Malware threats through social media are growing, causing victims to unknowingly share malicious links with their contacts 

Fortinet, a global leader in comprehensive, integrated, and automated cybersecurity solutions reveals that Latin America and the Caribbean suffered more than seven billion cyberattack attempts in the first quarter of 2021.

According to the threat intelligence lab FortiGuard Labs, which collects and analyses cybersecurity incidents around the world daily, January, February, and March saw an increase in the distribution of web-based malware, an attack where a user’s device becomes infected when downloading or installing malware from a malicious website. During the first quarter of the year, a remarkable increase was reported regarding the use of social media to spread advertising and deceptive websites, where compromised users are sharing messages with malicious content to their contacts from their social media profiles, without being aware. 

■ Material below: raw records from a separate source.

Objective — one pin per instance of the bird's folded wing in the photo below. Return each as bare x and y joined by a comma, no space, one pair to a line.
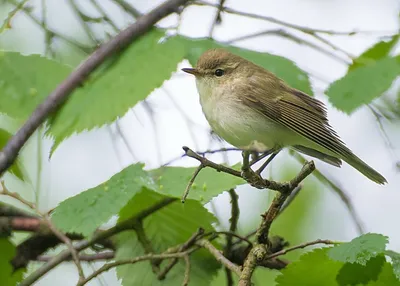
300,113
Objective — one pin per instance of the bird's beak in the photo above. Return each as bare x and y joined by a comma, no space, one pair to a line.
191,71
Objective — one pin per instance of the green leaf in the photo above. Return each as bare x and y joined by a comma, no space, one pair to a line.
86,211
364,84
130,78
17,167
169,226
280,66
386,277
374,53
7,275
395,262
354,273
208,184
313,269
360,249
25,81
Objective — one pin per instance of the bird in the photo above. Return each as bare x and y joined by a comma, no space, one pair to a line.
253,109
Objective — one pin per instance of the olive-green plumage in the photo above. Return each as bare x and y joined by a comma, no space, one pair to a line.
249,106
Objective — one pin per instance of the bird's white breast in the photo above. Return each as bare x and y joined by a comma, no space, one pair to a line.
232,120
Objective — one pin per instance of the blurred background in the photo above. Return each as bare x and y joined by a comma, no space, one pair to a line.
155,130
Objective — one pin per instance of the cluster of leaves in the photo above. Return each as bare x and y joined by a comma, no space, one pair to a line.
26,80
361,261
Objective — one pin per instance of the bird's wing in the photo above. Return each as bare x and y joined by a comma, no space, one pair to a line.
295,110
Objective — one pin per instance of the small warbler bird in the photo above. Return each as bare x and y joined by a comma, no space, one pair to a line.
253,109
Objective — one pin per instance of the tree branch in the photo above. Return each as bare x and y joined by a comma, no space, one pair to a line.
77,77
125,225
303,245
279,200
219,256
235,211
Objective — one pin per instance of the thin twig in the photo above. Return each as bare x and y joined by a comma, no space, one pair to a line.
84,257
146,244
235,212
191,181
7,21
111,265
289,25
125,140
228,233
290,199
189,243
303,245
77,77
207,163
265,164
219,256
202,153
70,246
217,19
280,198
262,245
128,8
287,35
125,225
186,277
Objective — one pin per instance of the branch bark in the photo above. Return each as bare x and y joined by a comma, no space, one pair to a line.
53,102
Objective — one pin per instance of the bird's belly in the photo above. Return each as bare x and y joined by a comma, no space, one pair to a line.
243,127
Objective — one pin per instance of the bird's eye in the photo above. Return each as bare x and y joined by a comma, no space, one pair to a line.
219,72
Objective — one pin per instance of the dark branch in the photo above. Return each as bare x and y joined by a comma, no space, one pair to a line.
76,78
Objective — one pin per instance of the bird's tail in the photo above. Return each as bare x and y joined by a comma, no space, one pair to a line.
361,166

“This type of web phishing campaign features an automatic propagation method that uses the contacts of messaging services or social media such as WhatsApp, Facebook, or Instagram of the victim. If users click on one of these ads offering prizes or attractive contests, they are redirected to the exploit kit landing page, where malware that creates “pop-ups” or ads with hidden malicious code to spread is downloaded and exfiltrate information. Then victims are invited to share with their contacts, thus generating the effect of propagation,” adds Emmanuel Oscar, manager, systems engineering at Fortinet for the Caribbean. 

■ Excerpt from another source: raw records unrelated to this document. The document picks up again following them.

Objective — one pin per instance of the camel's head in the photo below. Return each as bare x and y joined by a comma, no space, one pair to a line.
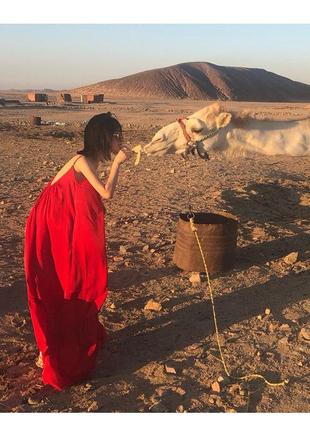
217,121
200,130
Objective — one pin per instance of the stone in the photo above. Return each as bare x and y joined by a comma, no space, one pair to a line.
195,278
215,386
153,306
170,370
93,407
122,250
305,333
291,258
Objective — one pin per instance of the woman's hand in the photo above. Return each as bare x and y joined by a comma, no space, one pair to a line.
125,153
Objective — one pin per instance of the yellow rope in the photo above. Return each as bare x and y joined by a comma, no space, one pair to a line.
138,150
241,378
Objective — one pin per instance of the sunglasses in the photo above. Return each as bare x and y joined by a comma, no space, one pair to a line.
118,135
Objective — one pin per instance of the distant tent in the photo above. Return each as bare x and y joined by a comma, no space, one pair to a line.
92,98
66,97
37,97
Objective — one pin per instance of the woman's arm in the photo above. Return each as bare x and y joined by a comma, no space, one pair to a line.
106,191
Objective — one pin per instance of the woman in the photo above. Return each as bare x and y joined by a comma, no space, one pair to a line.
65,257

Additionally, as seen throughout 2020, cybercriminals continue to search for remote work breaches to attempt to access corporate networks through employees working from home. During Q1 2021, there were multiple attempts to execute remote code to GPON and D-Link devices, which are mostly used to offer residential connectivity services. This shows how adversaries are looking for ways to compromise remote work users, intercept their communications, and redirecting them to malicious sites.

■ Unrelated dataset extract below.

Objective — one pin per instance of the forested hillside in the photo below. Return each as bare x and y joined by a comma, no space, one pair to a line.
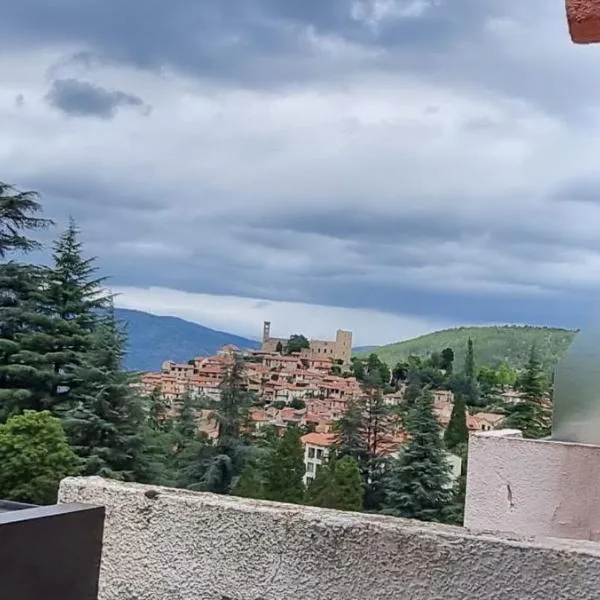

“When organisations implement remote work at scale, cybercriminals seize the opportunity to exploit arising security vulnerabilities. Security-based networks —a strategy where networking and security converge throughout the environment from the center of the network to the cloud, branch offices, and remote workers— allow companies to have visibility and defend themselves in today’s dynamic environments while maintaining an excellent user experience,” adds Oscar.

FREE ONLINE COURSES

The results of Fortinet’s FortiGuard Labs report show once again that it is not only necessary to have a comprehensive cybersecurity platform, but that it is key to foster greater awareness of digital risks and how to be better prevented from social engineering threats, that is still the main access vector for more advanced threats like ransomware. Therefore, Fortinet keeps offering more than 30 free online courses for general initial training and for those who require more specialised training. Network Security Expert (NSE) programme courses are available here.  

As the digital world continues to grow, the attack surface is expanding exponentially, expanding far beyond the traditional physical network to include everything that can connect and communicate. This includes borders, data, and content, people, devices, and applications, even in the cloud. All of these elements, and more, make up the digital attack surface, which is also constantly growing and changing.

An integrated security platform is essential to have visibility and control of everyone and everything within corporate networks. On the other hand, cybercriminals’ use of increasingly advanced and sophisticated technologies requires organisations to have solutions that integrate artificial intelligence for the automation of processes including prevention, detection, and response to incidents.